On 10/4/24 20:34, Robert Haas wrote:
On Mon, Sep 23, 2024 at 7:11 AM Alexander Korotkov <aekorot...@gmail.com> wrote:
Makes sense.  Please, check the attached patch freeing the consts list
while returning NULL from match_orclause_to_indexcol().
More generally, many of the comments in this patch seem to just
explain what the code does, and I'd like to reiterate my usual
complaint: as far as possible, comments should explain WHY the code
does what it does. Certainly, in some cases there's nothing to be said
about that e.g. /* Lookup for operator to fetch necessary information
for the SAOP node */ isn't really saying anything non-obvious but it's
reasonable to have the comment here anyway. However, when there is
something more interesting to be said, then we should do that rather
than just reiterate what the reader who knows C can anyway see. For
instance, the lengthy comment beginning with "Iterate over OR
entries." could either be shorter and recapitulate less of the code
that follows, or it could say something more interesting about why
we're doing it like that.
While I know Alexander is already working on this issue, the variants provided in the attachment could offer some valuable insights (see 0001 and 0002).

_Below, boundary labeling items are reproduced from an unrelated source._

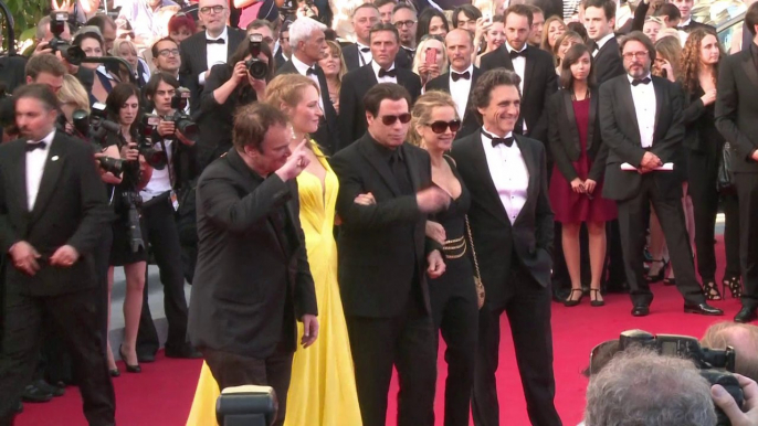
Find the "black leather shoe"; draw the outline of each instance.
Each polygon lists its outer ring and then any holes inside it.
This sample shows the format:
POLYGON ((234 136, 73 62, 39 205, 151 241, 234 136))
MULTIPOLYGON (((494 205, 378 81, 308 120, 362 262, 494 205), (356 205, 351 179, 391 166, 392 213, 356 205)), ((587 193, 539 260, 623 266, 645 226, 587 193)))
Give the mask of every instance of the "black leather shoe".
POLYGON ((697 305, 684 305, 684 313, 699 313, 699 315, 709 315, 709 316, 719 316, 724 315, 724 311, 714 308, 713 306, 702 302, 697 305))
POLYGON ((758 315, 756 315, 755 309, 750 308, 743 308, 735 316, 735 322, 752 322, 756 319, 758 319, 758 315))

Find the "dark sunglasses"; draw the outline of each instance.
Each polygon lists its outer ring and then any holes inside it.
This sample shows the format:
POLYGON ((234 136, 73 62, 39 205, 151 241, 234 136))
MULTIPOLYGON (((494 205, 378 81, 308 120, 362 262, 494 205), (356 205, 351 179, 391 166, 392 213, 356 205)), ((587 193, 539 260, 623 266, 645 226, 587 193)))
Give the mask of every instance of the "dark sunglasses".
POLYGON ((461 120, 452 120, 452 121, 434 121, 430 123, 427 126, 429 126, 433 132, 441 135, 444 134, 445 130, 450 127, 450 131, 456 132, 461 129, 461 120))
POLYGON ((408 124, 411 120, 411 114, 406 113, 401 114, 399 116, 381 116, 381 123, 385 126, 392 126, 394 121, 400 120, 403 125, 408 124))

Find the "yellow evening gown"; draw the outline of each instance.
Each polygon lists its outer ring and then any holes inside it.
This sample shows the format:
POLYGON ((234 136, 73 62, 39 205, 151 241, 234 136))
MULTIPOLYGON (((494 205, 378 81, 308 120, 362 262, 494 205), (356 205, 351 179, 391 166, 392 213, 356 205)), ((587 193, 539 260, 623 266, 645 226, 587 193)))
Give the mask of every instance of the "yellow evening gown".
MULTIPOLYGON (((334 239, 335 204, 339 182, 317 147, 314 151, 326 169, 325 190, 317 177, 297 178, 301 226, 305 233, 310 274, 316 285, 319 332, 316 342, 299 345, 292 363, 285 426, 360 426, 350 342, 337 285, 337 244, 334 239)), ((303 324, 297 323, 298 337, 303 324)), ((203 363, 192 401, 188 426, 215 425, 219 386, 203 363)))

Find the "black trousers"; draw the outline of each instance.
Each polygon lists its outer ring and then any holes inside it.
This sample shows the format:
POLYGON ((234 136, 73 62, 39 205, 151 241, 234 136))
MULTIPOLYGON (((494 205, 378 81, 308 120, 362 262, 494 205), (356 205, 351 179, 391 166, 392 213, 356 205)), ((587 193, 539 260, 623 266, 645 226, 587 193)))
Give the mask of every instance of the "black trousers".
POLYGON ((650 291, 650 286, 645 280, 643 267, 645 228, 651 203, 661 222, 668 246, 671 266, 676 274, 676 288, 687 303, 704 302, 703 289, 695 277, 695 264, 681 196, 665 196, 655 184, 654 177, 648 173, 642 177, 640 192, 634 198, 618 202, 619 228, 632 303, 650 305, 653 301, 653 292, 650 291))
POLYGON ((278 345, 267 358, 244 356, 236 353, 202 349, 202 355, 213 379, 219 383, 219 390, 246 384, 265 385, 274 388, 278 402, 278 412, 274 426, 284 424, 287 411, 287 391, 292 376, 293 352, 278 345))
POLYGON ((743 307, 758 308, 758 173, 735 173, 739 198, 739 263, 743 307))
POLYGON ((724 249, 726 270, 724 277, 738 277, 739 274, 739 204, 737 194, 720 195, 716 190, 718 157, 706 152, 689 150, 687 158, 688 192, 695 212, 695 251, 697 271, 705 280, 716 279, 716 214, 718 200, 724 205, 726 224, 724 228, 724 249))
POLYGON ((485 301, 480 310, 472 401, 474 425, 499 425, 495 373, 499 361, 503 312, 508 316, 510 324, 529 420, 535 426, 561 425, 554 401, 556 380, 552 373, 550 288, 536 283, 516 255, 510 263, 508 281, 502 285, 507 289, 505 301, 502 305, 485 301))
POLYGON ((434 337, 439 340, 441 332, 446 345, 444 425, 467 426, 478 332, 476 285, 467 256, 445 263, 445 273, 429 280, 434 337))
POLYGON ((385 426, 392 366, 398 370, 398 426, 425 425, 434 416, 436 345, 432 319, 414 297, 393 318, 346 317, 364 426, 385 426))
MULTIPOLYGON (((160 283, 164 285, 164 309, 168 320, 166 349, 179 351, 187 344, 187 298, 185 297, 181 244, 168 193, 146 203, 143 206, 143 217, 147 238, 160 270, 160 283)), ((145 274, 147 275, 147 271, 145 274)), ((150 306, 147 302, 148 292, 147 289, 143 292, 137 353, 155 353, 160 348, 150 315, 150 306)))
POLYGON ((43 330, 50 326, 72 354, 88 424, 115 424, 116 401, 99 327, 99 296, 94 288, 50 297, 7 294, 0 354, 0 425, 13 423, 18 397, 32 379, 43 330))

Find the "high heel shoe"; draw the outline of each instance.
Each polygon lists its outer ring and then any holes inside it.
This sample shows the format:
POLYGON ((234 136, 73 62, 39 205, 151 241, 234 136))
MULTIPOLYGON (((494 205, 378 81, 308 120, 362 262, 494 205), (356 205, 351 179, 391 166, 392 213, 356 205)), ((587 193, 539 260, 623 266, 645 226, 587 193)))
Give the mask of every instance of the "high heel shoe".
POLYGON ((703 283, 703 292, 708 300, 722 300, 722 294, 718 292, 718 286, 715 279, 708 279, 703 283))
POLYGON ((139 366, 139 364, 129 365, 129 363, 126 362, 126 355, 124 354, 123 348, 124 348, 123 345, 118 347, 118 354, 122 355, 122 361, 124 361, 124 365, 126 365, 126 372, 127 373, 141 373, 143 368, 139 366))
POLYGON ((598 300, 598 296, 600 296, 600 290, 590 288, 590 306, 592 307, 600 307, 606 305, 606 300, 598 300), (592 294, 594 294, 594 299, 592 298, 592 294))
POLYGON ((585 297, 585 292, 581 290, 581 288, 572 288, 571 292, 569 292, 569 298, 564 300, 564 306, 570 308, 572 306, 577 306, 581 302, 581 299, 585 297), (578 299, 572 299, 571 297, 573 296, 575 291, 579 291, 579 298, 578 299))

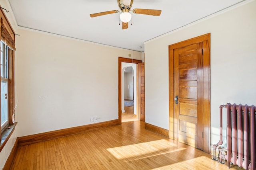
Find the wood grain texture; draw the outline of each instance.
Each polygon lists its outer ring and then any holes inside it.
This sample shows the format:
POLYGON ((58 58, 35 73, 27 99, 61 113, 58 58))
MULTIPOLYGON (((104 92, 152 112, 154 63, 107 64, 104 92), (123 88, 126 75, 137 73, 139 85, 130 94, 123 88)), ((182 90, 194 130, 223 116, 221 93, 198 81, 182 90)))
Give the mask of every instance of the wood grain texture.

+ /* We allow constant to be Const or Param */
+ if (!IsA(constExpr, Const) && !IsA(constExpr, Param))
+ break;

This restriction is a lot tighter than the one mentioned in the header
comment of match_clause_to_indexcol ("Our definition of const is
exceedingly liberal"). If there's a reason for that, the comments
should talk about it. If there isn't, it's better to be consistent.If we know the type of result we don't really need this additional
restriction. The only reason I had here is to avoid some strange and ineffective cases like:

SELECT oid,typname FROM pg_type t1
WHERE typtypmod = ANY (ARRAY [1, 1+(
  SELECT max(typtypmod) FROM pg_type t2
  WHERE t1.typtypmod = t2.typtypmod)]);
                         QUERY PLAN
------------------------------------------------------------
 Seq Scan on pg_type t1
   Filter: (typtypmod = ANY (ARRAY[1, (1 + (SubPlan 2))]))
   SubPlan 2
     ->  Result
           InitPlan 1
             ->  Limit
                   ->  Seq Scan on pg_type t2
                         Filter: (t1.typtypmod = typtypmod)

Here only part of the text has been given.